Wednesday, February 3, 2010

To Live and Train in L.A. #1


It ain’t no picnic. Let me say that from the start. In my best days of cycling, back in the day, back when I was a forty-year-old Category IV Heckawee superstar in rural southern Illinois, cycling was a matter of suiting up, saddling up, rolling down the street for a couple of minutes and then pedaling along essentially empty roads for hours on end. If two or three cars would pass in a thirty-minute period, we would often complain that the road had become a bit too ‘trafficky’ for our tastes, and we would seek, and easily find, quieter roads. We were happy cyclists indeed. What an inspiring time that was! Here in Los Angeles, however, a quiet road seems to be one where you can manage to pedal thirty seconds without narrowly escaping certain death from any one of the twenty-five million automobiles and trucks that cram the Los Angeles streets at all hours of the day. Sure, the city has provided bike lanes and erected numerous signs indicating the existence of bike lanes and bike routes. Sure, huge numbers of cyclists manage to ride on a daily basis here: commuters, racers, homeless people, hipster single-speeder douchebags with skinny jeans and no helmets, et cetera. But me? The great pumpkin on a cyclocross bike? I’m scared shitless every time I roll down the street.

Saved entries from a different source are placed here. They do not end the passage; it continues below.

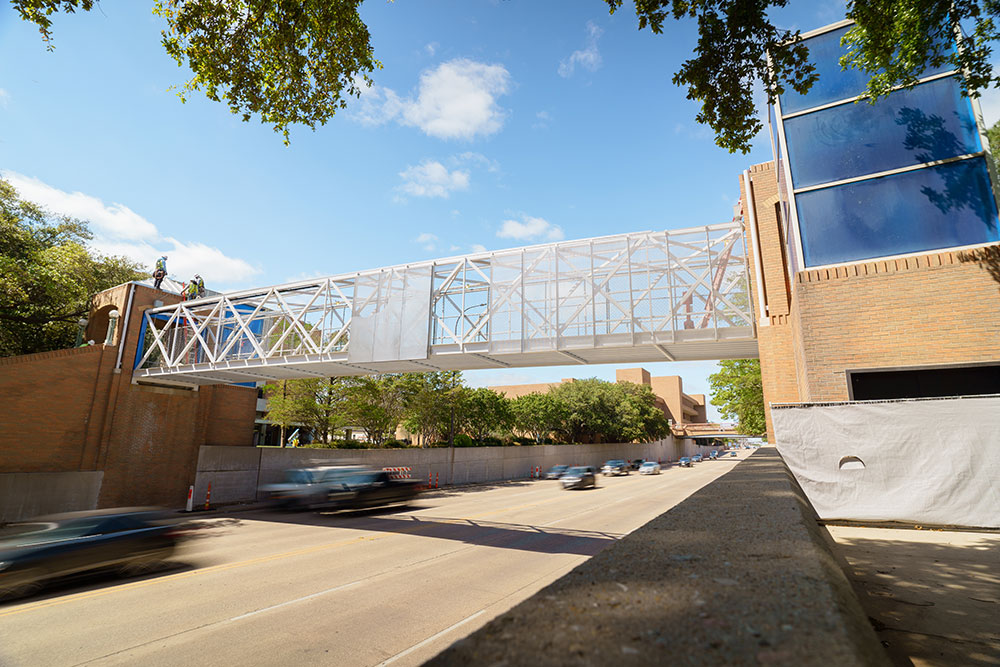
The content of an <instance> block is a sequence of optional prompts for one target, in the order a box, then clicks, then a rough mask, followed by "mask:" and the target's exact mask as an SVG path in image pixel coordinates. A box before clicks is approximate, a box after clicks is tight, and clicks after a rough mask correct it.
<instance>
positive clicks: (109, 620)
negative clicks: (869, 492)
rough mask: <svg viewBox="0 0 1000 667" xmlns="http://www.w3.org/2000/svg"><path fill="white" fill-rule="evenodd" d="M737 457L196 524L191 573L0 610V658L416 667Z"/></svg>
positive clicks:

Go ahead. Call me a pussy. I don’t care. The L.A. roads are busy and scary and while I’ve lived a rich life and am ready to meet my maker – my maker being The Pillsbury Company, of course – I don’t want to get killed while I’m riding my bicycle. Bicycles, you see, are for improving the quality of life, not for magnifying the violence attending one’s death.

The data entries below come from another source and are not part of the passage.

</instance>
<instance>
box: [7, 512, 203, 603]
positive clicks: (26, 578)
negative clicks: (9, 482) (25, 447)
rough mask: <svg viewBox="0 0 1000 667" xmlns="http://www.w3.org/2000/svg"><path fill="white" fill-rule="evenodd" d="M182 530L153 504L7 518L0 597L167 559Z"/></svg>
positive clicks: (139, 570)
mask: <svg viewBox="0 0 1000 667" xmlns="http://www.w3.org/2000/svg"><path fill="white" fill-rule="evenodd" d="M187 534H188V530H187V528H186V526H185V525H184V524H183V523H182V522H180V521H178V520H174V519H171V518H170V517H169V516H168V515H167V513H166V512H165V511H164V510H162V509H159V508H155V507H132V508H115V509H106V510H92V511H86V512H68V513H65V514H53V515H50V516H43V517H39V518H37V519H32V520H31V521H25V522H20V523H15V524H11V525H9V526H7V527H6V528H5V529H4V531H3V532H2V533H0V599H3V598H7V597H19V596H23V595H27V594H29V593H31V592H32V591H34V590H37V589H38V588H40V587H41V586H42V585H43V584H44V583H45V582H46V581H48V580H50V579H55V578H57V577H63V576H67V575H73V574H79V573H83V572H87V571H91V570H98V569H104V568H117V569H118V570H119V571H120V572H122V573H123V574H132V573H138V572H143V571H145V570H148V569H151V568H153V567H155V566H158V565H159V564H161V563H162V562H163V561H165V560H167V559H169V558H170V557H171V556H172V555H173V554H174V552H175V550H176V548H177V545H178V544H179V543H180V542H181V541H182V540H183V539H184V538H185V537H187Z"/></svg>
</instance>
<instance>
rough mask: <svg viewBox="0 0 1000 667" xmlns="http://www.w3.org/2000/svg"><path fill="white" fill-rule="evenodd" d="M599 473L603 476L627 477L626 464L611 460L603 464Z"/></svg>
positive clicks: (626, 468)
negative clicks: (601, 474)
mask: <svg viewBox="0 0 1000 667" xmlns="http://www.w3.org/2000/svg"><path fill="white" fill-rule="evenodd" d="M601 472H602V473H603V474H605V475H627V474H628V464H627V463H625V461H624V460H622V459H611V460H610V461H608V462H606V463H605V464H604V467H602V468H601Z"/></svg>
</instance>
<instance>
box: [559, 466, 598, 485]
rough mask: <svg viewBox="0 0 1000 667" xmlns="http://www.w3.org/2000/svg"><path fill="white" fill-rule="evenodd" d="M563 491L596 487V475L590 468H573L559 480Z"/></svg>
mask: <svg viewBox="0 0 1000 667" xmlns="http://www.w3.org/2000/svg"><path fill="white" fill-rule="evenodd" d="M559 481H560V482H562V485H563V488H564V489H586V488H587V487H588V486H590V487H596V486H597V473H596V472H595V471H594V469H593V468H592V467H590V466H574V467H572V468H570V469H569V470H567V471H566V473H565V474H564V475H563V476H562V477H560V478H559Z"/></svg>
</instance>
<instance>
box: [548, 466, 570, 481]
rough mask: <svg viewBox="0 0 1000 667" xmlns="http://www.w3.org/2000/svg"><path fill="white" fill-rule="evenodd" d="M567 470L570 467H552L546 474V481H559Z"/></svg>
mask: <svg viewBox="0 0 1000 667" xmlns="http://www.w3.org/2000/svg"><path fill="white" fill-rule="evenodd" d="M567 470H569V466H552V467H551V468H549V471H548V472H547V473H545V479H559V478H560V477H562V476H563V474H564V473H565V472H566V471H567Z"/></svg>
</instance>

Nevertheless, I have ambitions, misplaced, petty, foolish ambitions along the lines of “Gee, it would be fun to race my bike again and not have my ass completely handed to me.” Or “Gee, I would love to hang once again with a group of friends who like to ride bikes.” And so on. Some mornings, I read Velonews or Cyclingnews or CXMagazine on the internet and start sobbing because I want to get back into racing so badly. But don’t call me a pussy in this instance. Ain’t nothing wrong with a grown man sobbing about wanting to race his bicycle again.

So what can be done? Should a person risk death, on a daily basis, just to find inner satisfaction? The answer, obviously, is fuck yes!

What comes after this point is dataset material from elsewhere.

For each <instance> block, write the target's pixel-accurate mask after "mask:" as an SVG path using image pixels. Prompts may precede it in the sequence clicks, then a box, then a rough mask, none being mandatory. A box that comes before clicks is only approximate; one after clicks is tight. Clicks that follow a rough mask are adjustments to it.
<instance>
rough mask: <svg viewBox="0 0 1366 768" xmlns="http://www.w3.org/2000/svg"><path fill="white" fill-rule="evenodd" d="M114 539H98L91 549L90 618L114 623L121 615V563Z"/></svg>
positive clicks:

If this were Facebook, you would have to click that you like the living fuck out of what I just wrote.

And you know what? I’m heading out for a near-death experience right now. Should be awesome. Maybe I'll see you out there and we can tell stories.

3 comments:

  1. I'm doing that facebook thing and clicking the goddam "like" button. Fuck, yes. Me, too! Sign me up for inner satisfaction. I think I'm headed around Palos Verdes today to see what kind of dangers I can find on the switchbacks.

    ReplyDelete
  2. Hell yes, live (ride), the rest will take care of itself.